Interview with Cassie Grubbe
Date: January 17, 2013
Name: Cassie Grubbe
Major, minor, and graduation year: Physical Education with a concentration in Community Health Promotion, 2010
Job Title: Program Manager
Organization/Place of work: American Lung Association of the Upper Midwest
You're a Program Manager, what does that entail? What are your duties or responsibilities?
I am responsible for the tobacco prevention and control work in four counties in northern Wisconsin, Ashland County, Bayfield County, Douglas County, and Sawyer County. Which includes sustainability efforts (making sure that there is funding for the work to continue), the development and maintenance of a tobacco-free coalition, working with youth through the FACT (Fighting Against Corporate Tobacco) program, educating and creating awareness around other tobacco products, and completing tobacco compliance checks through the Wisconsin Wins program.I also work on creating media surrounding these topics in order to educate and bring awareness.
What are the highlights of your job that you enjoy most?
I really enjoy working with the youth, they're so smart and it is fun to teach them things they may not have otherwise known.I have also enjoyed making
connections throughout the entire state. Our program is funded out of Madison, and the team there is really great and fun to work with.
What are the challenges that you face with your job that are not enjoyable?
Sustainability efforts can be quite a challenge.It is my job to find community members that are willing to speak with legislators on behalf of the tobacco program.People's lives are hectic and asking them to take on another commitment can be difficult.
How do you spend your work days?
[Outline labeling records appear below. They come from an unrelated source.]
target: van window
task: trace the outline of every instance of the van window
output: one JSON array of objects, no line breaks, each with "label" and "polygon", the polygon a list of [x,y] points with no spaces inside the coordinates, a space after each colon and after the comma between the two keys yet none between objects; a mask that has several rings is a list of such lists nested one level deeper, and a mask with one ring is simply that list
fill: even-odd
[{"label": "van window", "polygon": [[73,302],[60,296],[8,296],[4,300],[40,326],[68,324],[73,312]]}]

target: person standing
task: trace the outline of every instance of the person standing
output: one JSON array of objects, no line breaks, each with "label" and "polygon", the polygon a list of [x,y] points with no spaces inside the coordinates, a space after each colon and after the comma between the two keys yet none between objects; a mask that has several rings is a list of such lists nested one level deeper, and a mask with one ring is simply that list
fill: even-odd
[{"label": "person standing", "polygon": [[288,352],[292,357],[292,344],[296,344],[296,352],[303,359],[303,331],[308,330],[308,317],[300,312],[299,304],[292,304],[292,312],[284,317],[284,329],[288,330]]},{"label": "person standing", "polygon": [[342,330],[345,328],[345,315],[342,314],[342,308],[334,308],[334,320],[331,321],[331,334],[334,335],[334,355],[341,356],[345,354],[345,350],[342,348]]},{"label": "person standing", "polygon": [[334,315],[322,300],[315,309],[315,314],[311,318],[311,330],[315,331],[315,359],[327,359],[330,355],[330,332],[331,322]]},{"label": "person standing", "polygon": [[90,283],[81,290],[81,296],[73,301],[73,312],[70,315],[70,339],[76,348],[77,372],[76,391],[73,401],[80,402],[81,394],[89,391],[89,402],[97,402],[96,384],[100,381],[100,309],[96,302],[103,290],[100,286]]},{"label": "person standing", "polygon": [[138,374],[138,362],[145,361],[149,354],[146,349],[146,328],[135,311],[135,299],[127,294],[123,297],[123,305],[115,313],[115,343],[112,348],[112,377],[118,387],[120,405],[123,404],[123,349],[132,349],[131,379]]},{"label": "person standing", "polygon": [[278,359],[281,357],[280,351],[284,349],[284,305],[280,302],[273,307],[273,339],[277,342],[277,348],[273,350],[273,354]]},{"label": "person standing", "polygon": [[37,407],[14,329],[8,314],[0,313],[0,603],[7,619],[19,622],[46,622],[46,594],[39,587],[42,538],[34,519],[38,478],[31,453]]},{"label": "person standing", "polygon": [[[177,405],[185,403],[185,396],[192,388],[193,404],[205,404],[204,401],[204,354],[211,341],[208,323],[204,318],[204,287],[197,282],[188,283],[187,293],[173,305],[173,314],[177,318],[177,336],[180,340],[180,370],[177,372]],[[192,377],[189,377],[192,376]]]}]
Do you spend a lot of time office/lab/meetings/outside/___?
Time is split between the office and being on the road traveling to the communities that I work in.Some weeks I feel as if I am on the road a lot, and other weeks I spend sitting at the desk.It all depends on what events are happening and when.
How did this type of job/field interest you and how did you get started?
I was interested in this position first off because it was available in the area.It also seemed like a great opportunity to make a difference in people's lives.The American Lung Association was instrumental in creating and implementing the smoke-free laws that took effect in 2012 in Wisconsin.That has been a tremendous positive for everyone who works in public places and is now not
subjected to the harms of secondhand smoke. I would like to be part of something that helps people live healthier lives.
What qualifications did you need to obtain this job?
My bachelors of science in Community Health Promotion meet the qualifications of this position; also my CHES certification was a great addition.
What personal qualities or abilities do you believe contribute most to success in this job/field?
I think organizational skills are essential in a position where you have many projects going at once.Social skills also play a large part in what I do on a daily basis; you need to be able to relate to people where they are at the moment.
What degree/s is appropriate for this line of work?
Public health is a great foundation for this type of work, but advocacy and leadership degrees could also be successful.We even have an ALA employee with a Master's in Exercise Science and she has been very successful.
Where and/or what do you hope to be in 2-5 years? 5-10 years? What are the keys to this career advancement?
I hope to continue my work in public health, my current position is grant funded and this particular position may not exist in a year or two.Either way I hope to
continue helping people live healthier lives and educating the importance of health.I think the key to advancing is to never back down from a challenge and learn everything you can.The more experience you have the greater your
changes of advancement are.
What was the best piece of advice you received and from who that helped you towards your career?
"Smile, life is good" -Grandma Vicki.Just reminds me that no matter what you are doing, it's what you make of it.
Do you have any advice or "words from experience" for a college student interested in this job/field?
Yes, if you are interested in furthering your education make sure you take the right classes while you're still an undergrad.
If you knew all this back in college, what would you say were the most
important classes? Is there anything you would have paid more attention to? Any additional classes you would have taken?
If I knew I was going to be doing the career I currently work in, I would have taken more political science class.Also, more public speaking/advocacy courses would have served me well.
In college, people claim that a bachelor's degree isn't enough anymore and that you need a master's or doctorate degree to get your foot in the door. What's your opinion?
I don't necessarily believe that a master's or beyond will help you get your foot in the door.I do think that if you are certain of what you want to do especially in the health field an even more advanced degree can help you work up towards that career.